A longtime resident of Hays County and Dripping Springs, she “knows that smart investments are needed to give children the best chance for a bright future. But she also understands that area school districts can better manage their growth,” the website states.
She served as chair of the district’s Facilities and Bonds Oversight Committee, where “she earned a reputation as a thoughtful leader and passionate advocate for students and taxpayers,” the website says.
“This experience, and others, cultivated a passion for servant leadership and smart governance,” its website says. “She aspires to put those qualities to work for the Dripping Springs School Board because we can do better. We should do better. We must do better.
San Marcos School District
A two-way race for the District 4 seat on the San Marcos School Board is underway as voters prepare to select a new representative to replace longtime board member Kathy Hansen, who is not seeking re-election. .

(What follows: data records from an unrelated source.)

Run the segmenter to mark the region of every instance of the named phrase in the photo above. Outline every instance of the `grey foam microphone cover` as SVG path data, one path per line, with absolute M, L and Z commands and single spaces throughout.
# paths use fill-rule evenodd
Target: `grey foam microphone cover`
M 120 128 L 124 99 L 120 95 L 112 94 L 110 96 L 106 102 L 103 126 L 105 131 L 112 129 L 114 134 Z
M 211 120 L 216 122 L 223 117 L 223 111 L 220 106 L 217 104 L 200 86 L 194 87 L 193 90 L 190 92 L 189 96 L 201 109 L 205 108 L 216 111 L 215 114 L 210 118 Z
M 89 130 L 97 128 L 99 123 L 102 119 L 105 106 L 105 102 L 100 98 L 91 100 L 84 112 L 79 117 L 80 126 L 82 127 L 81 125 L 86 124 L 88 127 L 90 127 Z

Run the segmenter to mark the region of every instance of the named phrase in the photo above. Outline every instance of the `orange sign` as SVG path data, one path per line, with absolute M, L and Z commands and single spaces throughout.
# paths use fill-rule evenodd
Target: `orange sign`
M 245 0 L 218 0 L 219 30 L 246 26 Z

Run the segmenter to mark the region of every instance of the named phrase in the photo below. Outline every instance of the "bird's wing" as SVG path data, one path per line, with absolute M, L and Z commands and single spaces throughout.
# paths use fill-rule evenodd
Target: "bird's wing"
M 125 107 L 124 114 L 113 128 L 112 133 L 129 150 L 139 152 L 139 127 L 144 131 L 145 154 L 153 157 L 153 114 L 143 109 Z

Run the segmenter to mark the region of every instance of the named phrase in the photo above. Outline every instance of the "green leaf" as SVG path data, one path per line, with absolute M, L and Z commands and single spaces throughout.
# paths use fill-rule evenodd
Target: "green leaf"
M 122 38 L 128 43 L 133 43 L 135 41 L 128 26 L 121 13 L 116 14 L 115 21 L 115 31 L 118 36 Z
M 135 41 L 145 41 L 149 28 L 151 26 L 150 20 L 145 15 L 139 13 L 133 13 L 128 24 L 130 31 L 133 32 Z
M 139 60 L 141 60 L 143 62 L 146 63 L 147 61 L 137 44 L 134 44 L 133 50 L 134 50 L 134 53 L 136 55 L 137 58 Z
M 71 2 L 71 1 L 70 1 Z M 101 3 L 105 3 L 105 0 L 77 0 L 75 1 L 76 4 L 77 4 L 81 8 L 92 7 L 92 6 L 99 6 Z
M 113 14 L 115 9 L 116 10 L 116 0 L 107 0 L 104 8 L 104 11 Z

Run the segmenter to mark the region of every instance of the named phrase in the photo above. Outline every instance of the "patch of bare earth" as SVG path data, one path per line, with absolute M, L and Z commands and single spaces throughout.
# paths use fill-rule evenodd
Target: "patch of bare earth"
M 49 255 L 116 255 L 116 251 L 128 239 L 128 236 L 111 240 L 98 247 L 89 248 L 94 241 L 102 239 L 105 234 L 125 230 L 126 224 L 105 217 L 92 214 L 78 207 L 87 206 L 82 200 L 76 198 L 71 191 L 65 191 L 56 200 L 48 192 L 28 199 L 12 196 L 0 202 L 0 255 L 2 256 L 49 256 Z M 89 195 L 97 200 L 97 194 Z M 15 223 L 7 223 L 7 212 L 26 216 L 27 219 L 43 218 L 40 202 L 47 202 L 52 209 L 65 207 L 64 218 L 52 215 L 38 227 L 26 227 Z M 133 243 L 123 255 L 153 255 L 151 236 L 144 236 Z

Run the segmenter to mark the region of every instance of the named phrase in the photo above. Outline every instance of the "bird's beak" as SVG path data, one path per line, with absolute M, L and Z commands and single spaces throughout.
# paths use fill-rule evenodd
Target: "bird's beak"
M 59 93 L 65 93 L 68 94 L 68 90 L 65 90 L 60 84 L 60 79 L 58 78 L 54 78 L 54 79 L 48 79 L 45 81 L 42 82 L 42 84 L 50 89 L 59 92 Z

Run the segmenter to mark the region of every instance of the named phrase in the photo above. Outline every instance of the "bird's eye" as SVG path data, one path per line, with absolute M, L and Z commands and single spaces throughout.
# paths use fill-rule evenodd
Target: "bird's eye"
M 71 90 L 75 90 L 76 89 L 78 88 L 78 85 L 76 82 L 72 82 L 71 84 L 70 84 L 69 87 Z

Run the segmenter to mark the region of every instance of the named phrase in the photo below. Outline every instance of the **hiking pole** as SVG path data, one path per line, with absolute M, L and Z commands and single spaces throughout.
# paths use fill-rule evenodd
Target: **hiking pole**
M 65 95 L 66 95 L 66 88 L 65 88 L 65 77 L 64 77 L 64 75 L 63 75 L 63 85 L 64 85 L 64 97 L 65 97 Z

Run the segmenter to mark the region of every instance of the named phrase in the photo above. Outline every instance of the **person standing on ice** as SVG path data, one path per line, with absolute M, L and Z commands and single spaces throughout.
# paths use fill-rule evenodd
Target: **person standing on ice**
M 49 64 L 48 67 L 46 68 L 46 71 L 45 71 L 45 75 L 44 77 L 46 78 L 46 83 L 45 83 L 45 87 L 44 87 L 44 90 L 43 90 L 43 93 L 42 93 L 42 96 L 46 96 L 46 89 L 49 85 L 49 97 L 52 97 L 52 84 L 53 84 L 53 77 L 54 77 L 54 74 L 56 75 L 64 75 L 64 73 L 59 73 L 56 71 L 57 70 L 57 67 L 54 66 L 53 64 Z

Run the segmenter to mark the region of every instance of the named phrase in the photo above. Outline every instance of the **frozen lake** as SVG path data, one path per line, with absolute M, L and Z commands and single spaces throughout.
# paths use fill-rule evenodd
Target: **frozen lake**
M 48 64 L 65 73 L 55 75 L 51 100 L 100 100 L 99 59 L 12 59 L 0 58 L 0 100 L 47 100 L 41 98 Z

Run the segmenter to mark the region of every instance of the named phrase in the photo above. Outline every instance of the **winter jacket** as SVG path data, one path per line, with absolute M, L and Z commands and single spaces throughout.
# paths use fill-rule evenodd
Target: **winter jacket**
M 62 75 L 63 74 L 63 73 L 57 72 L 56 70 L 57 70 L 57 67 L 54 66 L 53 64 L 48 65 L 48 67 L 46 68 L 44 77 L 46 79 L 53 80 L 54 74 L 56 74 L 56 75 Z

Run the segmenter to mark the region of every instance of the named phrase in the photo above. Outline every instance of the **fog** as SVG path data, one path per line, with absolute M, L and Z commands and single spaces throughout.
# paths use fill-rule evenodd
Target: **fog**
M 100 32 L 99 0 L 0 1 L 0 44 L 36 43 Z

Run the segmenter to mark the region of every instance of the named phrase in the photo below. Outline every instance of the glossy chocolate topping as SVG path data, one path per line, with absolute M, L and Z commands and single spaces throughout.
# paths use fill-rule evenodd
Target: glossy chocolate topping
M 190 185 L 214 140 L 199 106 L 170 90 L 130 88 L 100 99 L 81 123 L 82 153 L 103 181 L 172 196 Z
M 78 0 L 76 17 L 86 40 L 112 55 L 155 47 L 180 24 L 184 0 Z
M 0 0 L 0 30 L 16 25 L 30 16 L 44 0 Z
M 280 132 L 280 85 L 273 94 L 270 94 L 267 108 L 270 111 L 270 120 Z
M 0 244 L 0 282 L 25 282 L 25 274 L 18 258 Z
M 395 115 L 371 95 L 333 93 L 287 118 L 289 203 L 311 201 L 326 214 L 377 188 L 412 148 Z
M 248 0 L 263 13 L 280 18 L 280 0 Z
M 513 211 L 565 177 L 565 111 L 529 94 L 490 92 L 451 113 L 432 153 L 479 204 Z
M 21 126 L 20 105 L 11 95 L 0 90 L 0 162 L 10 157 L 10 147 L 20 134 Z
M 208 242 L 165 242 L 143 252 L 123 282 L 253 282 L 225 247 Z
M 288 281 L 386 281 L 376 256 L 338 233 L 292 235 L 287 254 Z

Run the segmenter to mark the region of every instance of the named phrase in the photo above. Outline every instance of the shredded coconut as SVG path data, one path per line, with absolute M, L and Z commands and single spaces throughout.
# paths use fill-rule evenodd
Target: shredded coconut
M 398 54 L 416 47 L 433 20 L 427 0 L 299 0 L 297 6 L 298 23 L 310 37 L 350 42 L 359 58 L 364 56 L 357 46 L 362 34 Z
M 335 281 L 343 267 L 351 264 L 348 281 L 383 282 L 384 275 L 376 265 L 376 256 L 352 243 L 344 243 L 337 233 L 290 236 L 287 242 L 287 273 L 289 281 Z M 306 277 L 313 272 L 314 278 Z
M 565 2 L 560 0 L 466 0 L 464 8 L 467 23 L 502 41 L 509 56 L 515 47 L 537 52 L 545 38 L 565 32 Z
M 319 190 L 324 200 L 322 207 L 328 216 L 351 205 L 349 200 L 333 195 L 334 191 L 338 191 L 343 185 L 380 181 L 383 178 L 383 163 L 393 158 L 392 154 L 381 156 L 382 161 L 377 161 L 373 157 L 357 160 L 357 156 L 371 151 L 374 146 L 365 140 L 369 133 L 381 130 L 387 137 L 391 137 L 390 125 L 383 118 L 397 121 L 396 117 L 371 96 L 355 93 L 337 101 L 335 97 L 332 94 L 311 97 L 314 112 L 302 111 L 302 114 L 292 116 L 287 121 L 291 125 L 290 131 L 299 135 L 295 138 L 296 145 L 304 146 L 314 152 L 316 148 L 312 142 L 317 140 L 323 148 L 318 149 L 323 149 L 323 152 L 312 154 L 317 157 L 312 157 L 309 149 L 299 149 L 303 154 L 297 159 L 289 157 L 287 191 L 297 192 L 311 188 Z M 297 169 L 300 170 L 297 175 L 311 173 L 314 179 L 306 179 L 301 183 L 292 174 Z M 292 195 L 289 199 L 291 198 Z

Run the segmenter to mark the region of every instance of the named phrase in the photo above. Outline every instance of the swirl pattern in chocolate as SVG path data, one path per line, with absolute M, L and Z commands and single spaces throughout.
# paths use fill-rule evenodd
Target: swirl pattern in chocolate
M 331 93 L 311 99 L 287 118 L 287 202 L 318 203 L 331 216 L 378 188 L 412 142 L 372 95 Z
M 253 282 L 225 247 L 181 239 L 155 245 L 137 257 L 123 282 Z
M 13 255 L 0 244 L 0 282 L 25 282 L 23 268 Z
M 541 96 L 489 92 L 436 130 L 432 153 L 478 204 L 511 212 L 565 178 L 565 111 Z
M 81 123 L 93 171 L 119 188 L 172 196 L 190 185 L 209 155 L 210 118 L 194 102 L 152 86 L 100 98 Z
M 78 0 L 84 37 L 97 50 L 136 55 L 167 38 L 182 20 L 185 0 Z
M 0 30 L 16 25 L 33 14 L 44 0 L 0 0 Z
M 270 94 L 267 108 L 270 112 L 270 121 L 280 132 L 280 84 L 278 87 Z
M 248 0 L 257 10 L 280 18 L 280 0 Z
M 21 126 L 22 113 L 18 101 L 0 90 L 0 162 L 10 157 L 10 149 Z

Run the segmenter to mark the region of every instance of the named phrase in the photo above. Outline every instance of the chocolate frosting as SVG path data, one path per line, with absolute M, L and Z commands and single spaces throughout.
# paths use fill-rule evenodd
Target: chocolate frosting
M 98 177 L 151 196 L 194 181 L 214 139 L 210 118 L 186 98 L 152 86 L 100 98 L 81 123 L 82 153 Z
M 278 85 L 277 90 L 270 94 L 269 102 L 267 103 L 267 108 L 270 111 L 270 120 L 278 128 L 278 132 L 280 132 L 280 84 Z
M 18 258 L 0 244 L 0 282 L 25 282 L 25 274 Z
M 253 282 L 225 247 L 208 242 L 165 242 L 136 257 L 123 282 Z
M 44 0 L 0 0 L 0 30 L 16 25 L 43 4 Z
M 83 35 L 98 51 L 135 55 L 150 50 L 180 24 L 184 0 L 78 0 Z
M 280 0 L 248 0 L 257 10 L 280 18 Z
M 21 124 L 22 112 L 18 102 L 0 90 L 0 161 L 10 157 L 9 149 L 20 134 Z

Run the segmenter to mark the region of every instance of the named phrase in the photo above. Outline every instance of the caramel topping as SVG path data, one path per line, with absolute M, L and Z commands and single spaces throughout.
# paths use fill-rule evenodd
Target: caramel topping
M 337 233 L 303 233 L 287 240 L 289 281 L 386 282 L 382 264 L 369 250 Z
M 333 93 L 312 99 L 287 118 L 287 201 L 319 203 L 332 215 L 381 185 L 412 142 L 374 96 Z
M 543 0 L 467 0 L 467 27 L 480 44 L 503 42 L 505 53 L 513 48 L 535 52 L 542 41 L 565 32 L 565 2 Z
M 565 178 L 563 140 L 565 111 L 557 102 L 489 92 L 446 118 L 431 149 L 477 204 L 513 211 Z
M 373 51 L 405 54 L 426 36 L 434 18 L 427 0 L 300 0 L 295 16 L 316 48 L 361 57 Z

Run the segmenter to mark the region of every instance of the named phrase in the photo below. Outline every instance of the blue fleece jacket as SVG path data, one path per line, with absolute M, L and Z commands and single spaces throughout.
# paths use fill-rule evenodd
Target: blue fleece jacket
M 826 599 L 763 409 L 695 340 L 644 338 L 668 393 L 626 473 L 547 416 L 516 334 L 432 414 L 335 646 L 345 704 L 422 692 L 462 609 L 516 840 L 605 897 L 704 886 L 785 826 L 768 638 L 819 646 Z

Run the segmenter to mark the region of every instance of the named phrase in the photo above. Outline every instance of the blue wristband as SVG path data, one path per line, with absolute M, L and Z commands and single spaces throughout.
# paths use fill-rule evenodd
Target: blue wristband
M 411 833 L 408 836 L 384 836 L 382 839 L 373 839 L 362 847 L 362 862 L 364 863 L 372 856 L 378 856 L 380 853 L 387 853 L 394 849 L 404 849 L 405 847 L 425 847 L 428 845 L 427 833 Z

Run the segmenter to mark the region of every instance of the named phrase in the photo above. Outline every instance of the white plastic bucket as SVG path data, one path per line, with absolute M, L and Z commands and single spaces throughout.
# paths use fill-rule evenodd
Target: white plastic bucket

The race is between Gabrielle Moore, 53, and Brian K. Shanks, 52.
Moore, who has lived in the district for 17 years, said she felt compelled to step up to support children’s access to a thriving public education system.
She said teacher retention has dropped significantly due to intense teaching pressures during the COVID-19 pandemic. Its main objective is to retain teachers by offering them competitive salaries and strong administrative support.
Moore said she also plans to address fiscal issues facing the district by pushing for policy changes at the state level and advocating for better education funding bills at the state level. ‘Legislative Assembly.
She said she can offer knowledge of public policy, having served as the city’s planning and zoning commissioner, a member of the school health advisory committee and a member of the city’s bond committee.
“I will use every tool available to support our San Marcos Consolidated Independent School District, its staff, and most importantly, our students and our future,” Moore said.
If elected, Shanks said, he will strive to build relationships and trust with fellow board members, the superintendent, staff, teachers and the community.
“I want to work on bridging the gap between the school board and the community by hosting school board meetings at different schools in the district,” Shanks said. “The hope would be to give better access to parents and concerned community members.”
It also plans to address issues of poor performance on campus by giving the superintendent the support he needs and prioritizing funding for scholars, he said.
Shanks, who has lived in the district for 21 years, has served in the Marine Corps Reserve, Coast Guard and Army National Guard. He has worked for 20 years in higher education, where he collaborated with professors on the use of technology in the classroom, classroom management and the integration of technology into the curriculum.